Children aged five to eight will also be frightened by scary visual images and will also be disturbed by depictions of the death of a parent, a child abandoned or separated from parents, children or animals being hurt or threatened and / or natural disasters.
Children in this age group will also be disturbed by the above-mentioned scenes
Children aged eight to thirteen are most likely to be frightened by realistic threats and dangers, violence or threat of violence and / or stories in which children are hurt or threatened.
Children in this age group are also likely to be disturbed by the above-mentioned scenes
Children over the age of thirteen are most likely to be frightened by realistic physical harm or threats, molestation or sexual assault and / or threats from aliens or the occult.
Younger children in this age group may also be disturbed by some of the above-mentioned scenes
There are some sexual references in this movie, including:
- In one scene we hear Lincoln’s older son telling Lincoln’s younger son (aged ten years) that slave owners pay more for female slaves if they can conceive.
- One politician calls another politician a prostitute for selling his legislative vote.
There is some nudity and sexual activity in this movie, including:
- One scene depicts Thaddeus Stevens in bed with his housekeeper, both fully clothed in sleepwear.
- One scene depicts Mary Lincoln removing clothes while getting ready for bed; no nudity is depicted.
There is some use of substances in this movie, including:
- Various characters throughout the film are depicted smoking cigars and pipes. In one scene a non-smoker coughs uncontrollably as a result of being in a room full of tobacco smoke. One scene depicts Lincoln’s son rolling a cigarette which he doesn’t smoke. One scene depicts a man taking a pinch of snuff.

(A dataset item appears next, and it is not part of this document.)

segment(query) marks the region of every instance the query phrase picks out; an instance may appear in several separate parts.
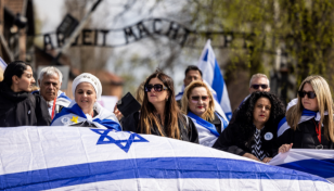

- A number of scenes depict characters drinking alcohol. A senator’s wife instructs her husband’s servant to get him drunk so that he can sleep during a long coach trip. One scene depicts a group of men drinking alcohol and playing cards. The men appear to be drunk - vociferous and unsteady on their feet
The film Lincoln contains coarse language and name calling scattered throughout. Examples include:
- Damn, shut up, god damn (used multiple times), gentle Christ, to hell with it, son of a bitch, shit on the people, piss in your pants, crap, well I’ll be fucked
- Niggers (used multiple times throughout the film), Alabama coon, hacks, fatuous nincompoop, brainless, dimwits, more reptilian than man, miserable old goat, idiot, buzzard’s guts
Lincoln is a political drama, focussing more on the political intrigue surrounding the passing of the 13th amendment than on Lincoln’s personal life. The film is targeted at older adolescents and adults. Younger teens may find that the film too long and slow-moving to maintain their interest and there are some violent and disturbing scenes and themes which make it unsuitable for younger viewers. The film contains stunning performances by all of the film’s lead actors.
The main messages from this movie are:
- The process of democracy is far from perfect, the process is a slow with end results taking a long time to achieve
- Equality for all is worth fighting for.
Values in this movie that parents may wish to reinforce with their children include:
- That slavery is wrong and should be abolished
- Generosity, thoughtfulness, and intelligence as displayed by Lincoln
Parents may also wish to discuss peoples’ attitudes towards racism and bigotry. Are racism and bigotry just as prevalent today, simply involving different groups of people? What are some of the issues that cause people to develop racist and bigotted attitudes?